Trump softens immigration stance

Securing border will take precedence over mass deportation of illegal immigrants.

One of president-elect Donald Trump’s pillar campaign promises was that he would build a wall and deport millions of undocumented immigrants. In the days after his election, he’s already taken a more programmatic approach to the nation’s immigration woes.

When meeting with House Speaker Paul Ryan (R., Wis.), Trump said they agreed that immigration was an area where they could quickly work together. Ryan confirmed that securing the border between the U.S. and Mexico will be the first priority.

“We are not planning on erecting a deportation force,” Ryan said. “Donald Trump is not planning on that. That’s not what we’re focused on. We’re focused on securing the border. We think that’s first and foremost before we get into any other immigration issue. We’ve got to know who’s coming and going in the country."

Trump did note in his interview on 60 Minutes Sunday that he is looking to deport the “people that are criminal and have criminal records, gang members, drug dealers” either out of the country or incarcerate them. He estimated there are 2 million of those individuals. “We’re getting them out of our country; they’re here illegally.”

After the border is secure, Trump indicated that he is going to make a determination on the “terrific people” who are already living and working in our country.   
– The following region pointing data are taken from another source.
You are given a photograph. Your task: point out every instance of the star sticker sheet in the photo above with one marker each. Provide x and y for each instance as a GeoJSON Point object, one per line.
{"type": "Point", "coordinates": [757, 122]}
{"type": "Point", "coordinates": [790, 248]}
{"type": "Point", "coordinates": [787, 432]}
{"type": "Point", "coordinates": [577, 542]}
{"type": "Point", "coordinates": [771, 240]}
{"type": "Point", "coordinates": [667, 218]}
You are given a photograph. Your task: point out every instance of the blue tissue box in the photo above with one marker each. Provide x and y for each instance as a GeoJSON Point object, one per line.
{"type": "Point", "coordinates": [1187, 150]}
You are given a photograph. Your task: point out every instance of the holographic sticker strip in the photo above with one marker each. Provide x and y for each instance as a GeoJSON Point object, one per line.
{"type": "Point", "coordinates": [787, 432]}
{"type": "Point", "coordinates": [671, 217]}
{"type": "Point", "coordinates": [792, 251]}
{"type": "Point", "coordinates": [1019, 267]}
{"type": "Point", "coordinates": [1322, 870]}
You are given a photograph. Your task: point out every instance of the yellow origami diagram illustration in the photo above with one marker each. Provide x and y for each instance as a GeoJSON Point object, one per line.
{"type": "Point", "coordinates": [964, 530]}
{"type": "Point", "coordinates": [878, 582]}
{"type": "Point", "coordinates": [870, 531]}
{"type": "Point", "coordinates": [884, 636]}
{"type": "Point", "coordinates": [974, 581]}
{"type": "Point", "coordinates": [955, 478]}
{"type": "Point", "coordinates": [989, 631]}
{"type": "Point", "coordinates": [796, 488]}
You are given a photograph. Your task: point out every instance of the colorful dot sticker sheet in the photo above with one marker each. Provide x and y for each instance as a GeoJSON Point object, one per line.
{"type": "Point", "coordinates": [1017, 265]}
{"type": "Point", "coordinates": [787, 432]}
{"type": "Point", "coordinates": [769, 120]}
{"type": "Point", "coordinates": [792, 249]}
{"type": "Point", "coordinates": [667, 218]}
In talking points agreed upon by Trump’s Agricultural Advisory Committee, it said “Trump recognizes the unique labor challenges facing the American farm community and will include farmers and ranchers in the process of determining the best possible immigration policies.”
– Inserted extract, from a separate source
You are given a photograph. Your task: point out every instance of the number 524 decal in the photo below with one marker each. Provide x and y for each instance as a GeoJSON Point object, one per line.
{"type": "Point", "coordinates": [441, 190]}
The American Dairy Coalition said it has been in close contact with Ryan’s office and will continue to work with him along with other Republican leaders to ensure the industry has access to a reliable labor force. “This is vital to maintain and grow dairy, livestock and agriculture businesses in the United States,” Lauri Fischer, chief executive officer of the American Dairy Coalition, said.

U.S. food and agricultural production is highly dependent on migrant labor, particularly in sectors such as produce, animal protein and food service operators. Assuming a stronger stance against illegal immigration, small business owners may face higher operating costs as a result of labor shortages, which would pressure their margins, Rabobank said in a report from its Food & Agricultural team.

Rabobank added that U.S. agricultural producers have already been facing rising labor costs and lower labor availability, caused by increasing opportunities for laborers in Mexico, decreased birth rates in Mexico and stricter immigrations laws.